In contrast, real-world patients eligible according to DANAMI-2 criteria did not differ from the DANAMI-2 population regarding prevalence of previous myocardial infarction, congestive heart failure, cerebrovascular disease, 1- and 3-vessel disease, culprit lesion in the left circumflex artery, and smoking status. In addition, these patients had a shorter time from symptom onset to revascularization, their culprit lesion was more often located in the left anterior descending artery, and a larger proportion used β blockers compared to the DANAMI-2 population.

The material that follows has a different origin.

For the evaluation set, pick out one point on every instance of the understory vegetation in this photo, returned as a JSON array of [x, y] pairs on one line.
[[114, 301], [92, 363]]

In the high-risk subgroup of patients ineligible according to DANAMI-2 criteria, prevalences of peripheral vascular disease, diabetes, and renal insufficiency were higher than in the DANAMI-2 group. The culprit lesion was more often located in the left main artery or left circumflex artery, and a larger proportion of patients had ≥4 stents implanted.
The low-risk subgroup of patients ineligible according to DANAMI-2 criteria had a higher prevalence of previous myocardial infarction, and the culprit lesion was more often located in the right coronary artery or left circumflex artery.
Table 3 presents clinical outcomes for the populations. In a comparison between the entire real-world population and the DANAMI-2 population, cumulative risks of the composite end point after 1 year and 2 years were 17.8% and 22.0%, respectively, in the real-world population compared to 13.6% and 17.3% in the DANAMI-2 population. These differences remained after adjustment. The difference was primarily the result of higher mortality and a higher incidence of stroke in the real-world population after 1 year and 2 years. There was no difference in the incidence of reinfarction and TVR.